For non-private and constantly changing resources (think of stock ticker), the following could be used:
Cache-Control: public, max-age=0
Expires: (now)
ETag: (based on content)
Last-Modified: (some time in the past)
Vary: Accept-Encoding
The effect is that the resource could be cached publicly (by browsers as well as by proxy servers). Each time before browsers use the resource, they would check whether there’s a newer version and download it if there is.
Note that with this, browsers have some flexibility on revalidation. Typically when users click back/forward buttons, browsers do not revalidate but instead just use the cached version. If you’d like more strict control, say browsers must revalidate even when clicking back/forward buttons, use:
Cache-Control: public, no-cache, no-store
Not all dynamic resources are to become stale right way. If they can be fresh for at least 5 minutes, use:
Cache-Control: public, max-age=300
With this, browsers only revalidate after 5 minutes. Before that, cached content is used directly. If strict control over staleness is also required after 5 minutes, you can add must-revalidate
:
Cache-Control: public, max-age=300, must-revalidate
For private or per-user content, replace public
with private
to avoid the content being cached by proxies:
Cache-Control: private, …
Cache-Control and Expires
When both Cache-Control
and Expires
are used, Cache-Control
takes precedence.
Using both Cache-Control
and Expires
is meant to gain wider support (by different browsers and versions). Of course, they should be configured to mean the same freshness to avoid any confusion.
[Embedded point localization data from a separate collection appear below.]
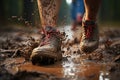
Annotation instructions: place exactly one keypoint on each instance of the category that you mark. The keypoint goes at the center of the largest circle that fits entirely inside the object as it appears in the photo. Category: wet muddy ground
(16, 45)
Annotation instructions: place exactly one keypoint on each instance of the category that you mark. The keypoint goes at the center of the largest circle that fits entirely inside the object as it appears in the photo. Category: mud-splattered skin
(48, 10)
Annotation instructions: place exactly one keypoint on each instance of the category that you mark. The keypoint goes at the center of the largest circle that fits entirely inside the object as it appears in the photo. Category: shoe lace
(88, 31)
(47, 34)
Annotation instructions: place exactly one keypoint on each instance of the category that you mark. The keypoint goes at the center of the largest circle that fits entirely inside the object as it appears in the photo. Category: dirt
(16, 45)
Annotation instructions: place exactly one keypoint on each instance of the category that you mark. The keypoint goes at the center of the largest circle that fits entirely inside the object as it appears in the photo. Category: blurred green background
(25, 12)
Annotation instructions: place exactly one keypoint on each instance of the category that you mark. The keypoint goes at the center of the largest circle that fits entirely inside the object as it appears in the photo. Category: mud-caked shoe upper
(90, 36)
(49, 50)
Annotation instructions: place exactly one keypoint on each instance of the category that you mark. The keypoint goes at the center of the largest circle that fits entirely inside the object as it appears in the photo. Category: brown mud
(16, 45)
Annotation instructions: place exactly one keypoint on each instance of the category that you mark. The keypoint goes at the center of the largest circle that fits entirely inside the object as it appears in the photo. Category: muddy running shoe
(90, 37)
(49, 50)
(77, 22)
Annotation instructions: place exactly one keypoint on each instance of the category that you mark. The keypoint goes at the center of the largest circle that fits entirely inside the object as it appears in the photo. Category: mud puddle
(102, 64)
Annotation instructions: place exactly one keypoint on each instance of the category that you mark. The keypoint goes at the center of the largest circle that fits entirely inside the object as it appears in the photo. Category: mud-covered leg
(48, 10)
(49, 50)
(90, 35)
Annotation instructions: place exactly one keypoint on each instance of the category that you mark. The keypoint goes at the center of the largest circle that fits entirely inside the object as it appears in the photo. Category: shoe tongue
(88, 22)
(50, 29)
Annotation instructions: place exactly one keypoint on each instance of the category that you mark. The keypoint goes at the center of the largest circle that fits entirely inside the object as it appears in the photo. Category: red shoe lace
(47, 34)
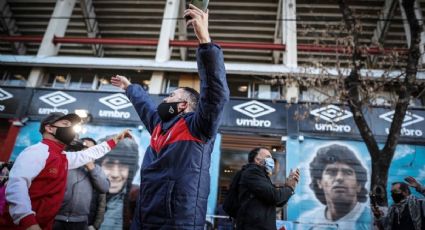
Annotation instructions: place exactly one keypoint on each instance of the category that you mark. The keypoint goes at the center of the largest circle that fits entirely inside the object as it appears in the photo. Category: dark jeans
(63, 225)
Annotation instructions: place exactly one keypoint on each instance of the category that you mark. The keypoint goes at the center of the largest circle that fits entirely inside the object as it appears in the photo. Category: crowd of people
(68, 183)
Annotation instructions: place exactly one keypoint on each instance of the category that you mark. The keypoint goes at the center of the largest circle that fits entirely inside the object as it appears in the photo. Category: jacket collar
(165, 126)
(54, 146)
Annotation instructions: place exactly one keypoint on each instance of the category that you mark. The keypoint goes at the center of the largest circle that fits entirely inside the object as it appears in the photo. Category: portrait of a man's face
(120, 165)
(338, 177)
(339, 183)
(117, 174)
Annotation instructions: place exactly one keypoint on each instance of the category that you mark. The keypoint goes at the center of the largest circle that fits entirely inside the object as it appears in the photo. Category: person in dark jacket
(406, 213)
(80, 184)
(257, 194)
(175, 179)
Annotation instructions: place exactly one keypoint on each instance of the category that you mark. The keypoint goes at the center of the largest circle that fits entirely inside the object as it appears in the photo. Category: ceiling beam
(58, 24)
(382, 26)
(9, 25)
(182, 29)
(163, 50)
(289, 32)
(92, 25)
(190, 66)
(278, 32)
(419, 16)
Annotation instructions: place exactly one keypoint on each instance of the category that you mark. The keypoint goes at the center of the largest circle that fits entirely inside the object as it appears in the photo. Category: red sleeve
(111, 143)
(28, 221)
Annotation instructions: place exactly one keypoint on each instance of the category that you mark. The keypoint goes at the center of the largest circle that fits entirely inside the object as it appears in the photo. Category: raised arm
(143, 104)
(80, 158)
(26, 167)
(214, 89)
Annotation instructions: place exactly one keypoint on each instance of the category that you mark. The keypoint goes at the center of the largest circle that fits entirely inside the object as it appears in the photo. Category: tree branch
(353, 82)
(409, 81)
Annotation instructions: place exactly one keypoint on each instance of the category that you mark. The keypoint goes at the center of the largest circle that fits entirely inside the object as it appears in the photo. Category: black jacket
(259, 199)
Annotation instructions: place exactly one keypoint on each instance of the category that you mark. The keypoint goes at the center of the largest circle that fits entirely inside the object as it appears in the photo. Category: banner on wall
(337, 120)
(334, 189)
(100, 105)
(258, 116)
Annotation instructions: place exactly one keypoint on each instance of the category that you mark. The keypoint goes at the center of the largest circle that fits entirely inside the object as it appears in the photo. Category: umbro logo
(116, 101)
(409, 118)
(331, 113)
(57, 98)
(4, 95)
(254, 109)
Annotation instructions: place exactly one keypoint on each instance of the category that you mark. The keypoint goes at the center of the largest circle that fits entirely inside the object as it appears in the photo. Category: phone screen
(201, 4)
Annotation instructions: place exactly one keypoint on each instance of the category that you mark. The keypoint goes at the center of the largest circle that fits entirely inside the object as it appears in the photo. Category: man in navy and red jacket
(175, 176)
(37, 181)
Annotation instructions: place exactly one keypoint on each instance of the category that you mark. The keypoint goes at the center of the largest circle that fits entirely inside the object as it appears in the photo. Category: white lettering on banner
(114, 114)
(253, 122)
(51, 110)
(408, 132)
(333, 128)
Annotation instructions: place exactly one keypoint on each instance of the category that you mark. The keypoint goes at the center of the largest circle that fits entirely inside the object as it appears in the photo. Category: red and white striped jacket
(37, 182)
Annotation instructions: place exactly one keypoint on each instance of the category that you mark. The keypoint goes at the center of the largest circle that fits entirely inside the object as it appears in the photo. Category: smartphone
(201, 4)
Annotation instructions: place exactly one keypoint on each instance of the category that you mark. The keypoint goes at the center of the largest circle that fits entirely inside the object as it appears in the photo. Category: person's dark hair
(403, 186)
(253, 153)
(193, 96)
(88, 139)
(336, 154)
(126, 152)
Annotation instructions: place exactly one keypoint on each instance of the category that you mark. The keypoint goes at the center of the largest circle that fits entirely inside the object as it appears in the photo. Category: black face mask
(64, 134)
(397, 197)
(167, 111)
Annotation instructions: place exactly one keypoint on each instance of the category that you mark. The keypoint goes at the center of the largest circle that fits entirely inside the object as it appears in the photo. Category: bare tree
(381, 158)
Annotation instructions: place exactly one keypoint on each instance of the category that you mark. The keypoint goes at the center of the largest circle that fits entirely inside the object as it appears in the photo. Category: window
(238, 87)
(13, 79)
(171, 84)
(262, 91)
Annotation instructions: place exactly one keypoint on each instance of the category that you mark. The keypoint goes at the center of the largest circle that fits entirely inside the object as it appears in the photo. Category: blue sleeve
(144, 106)
(214, 91)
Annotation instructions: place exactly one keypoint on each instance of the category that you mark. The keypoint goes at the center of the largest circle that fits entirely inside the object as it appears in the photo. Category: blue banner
(335, 180)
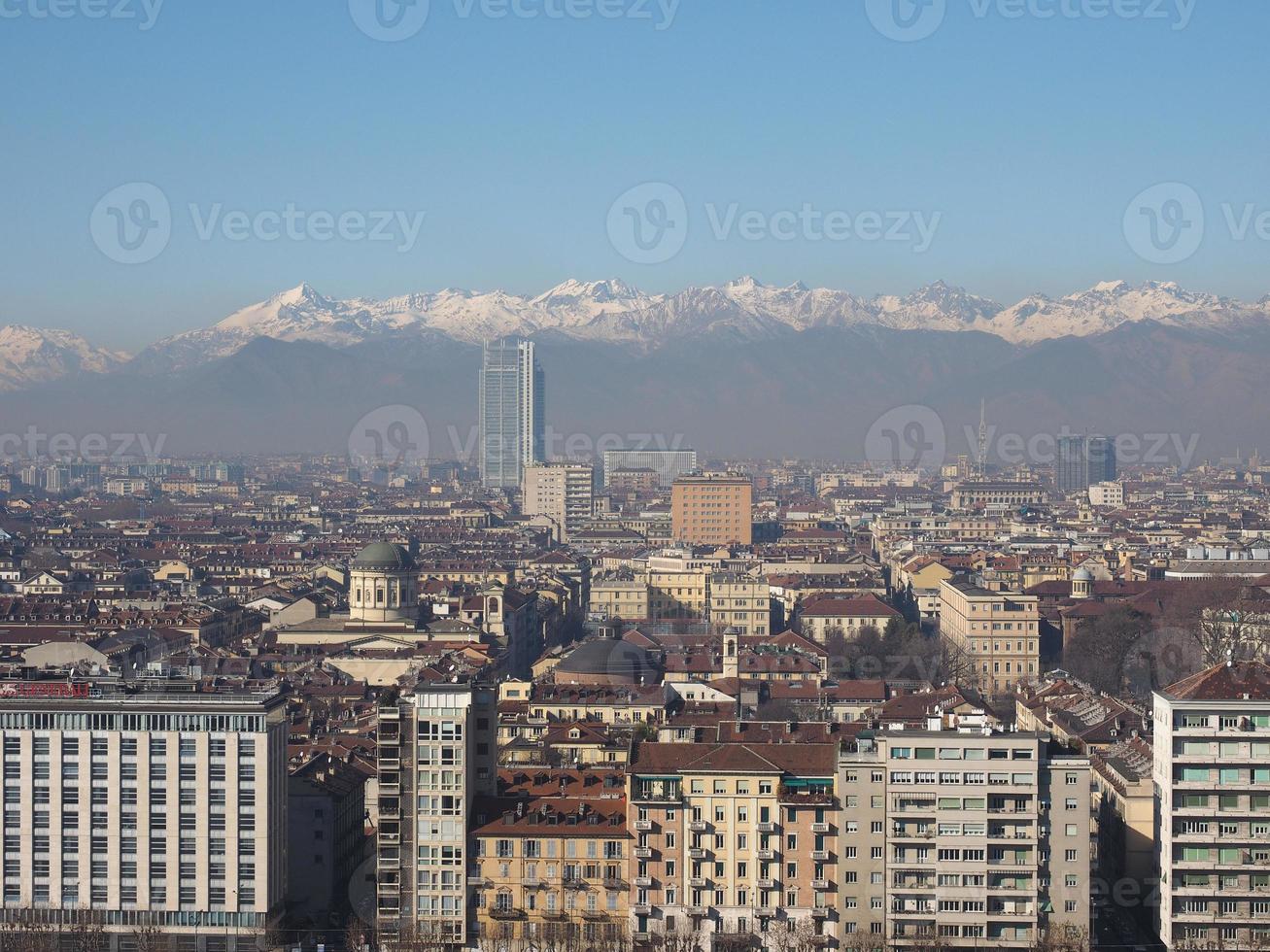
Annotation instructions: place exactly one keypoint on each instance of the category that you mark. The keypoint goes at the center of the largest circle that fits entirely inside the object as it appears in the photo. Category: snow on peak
(610, 310)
See Expires: vs. Cache-Control: max-age.
ETag and Last-Modified
These headers are used when browsers do revalidation. Basically, browsers just blindly store the values of these headers received from the server, and later when validating, browsers send conditional request with these values to the server (via headers If-None-Match
and If-Modified-Since
, respectively).
Note that validation only occurs after the resource expired.
It is up to the server when both header If-None-Match
and If-Modified-Since
are present in conditional requests. However, since it is the server generates ETag
and/or Last-Modified
, in practice, there’s not much problem. Most browsers do send both if available.
See What takes precedence: the ETag or Last-Modified HTTP header?
One frequent suggestion is to avoid the use of ETag
. This is not always a valid suggestion. ETag
indeed provides more precise control on whether content is really changed. The default Apache method for generating ETag
takes file inode, size, and last modified date time as input. This makes the generated ETag
value pretty useless in a load balanced environment, because each server will generate a different ETag
value for the same file. This is probably the only issue that causes a lot of people to disable ETag
completely, which is not really necessary as long as a single unique ETag
value is generated for exactly matching file content.
See Should your site be using etags or not?
Manually hitting Ctrl-R
When hitting Ctrl-R, browsers send request with the following headers to check if it needs to refresh the cache content:
Cache-Control: max-age=0
If-None-Match: …
If-Modifed-Since: …
Note that this is not really just talking to the original server, but meant for any proxy servers along the way. Essentially it revalidates the content. If 304 is replied, browser uses the cached content.
Vary: Accept-Encoding
This header might be unfamiliar to some.
When a resource is gzip compression enabled and is cached by proxy servers, clients not supporting gzip compression would get incorrect data (that is, compressed) without this. It instructs the proxy servers to cache two versions of the resource: one compressed, and one uncompressed. The correct version of the resource is delivered based on the request header.
Another reason is the reality: Internet Explorer does not cache any resources that are served with the Vary
header and any fields but Accept-Encoding
and User-Agent
. So adding this header in exactly this way is to ensure these resources are cached by IE.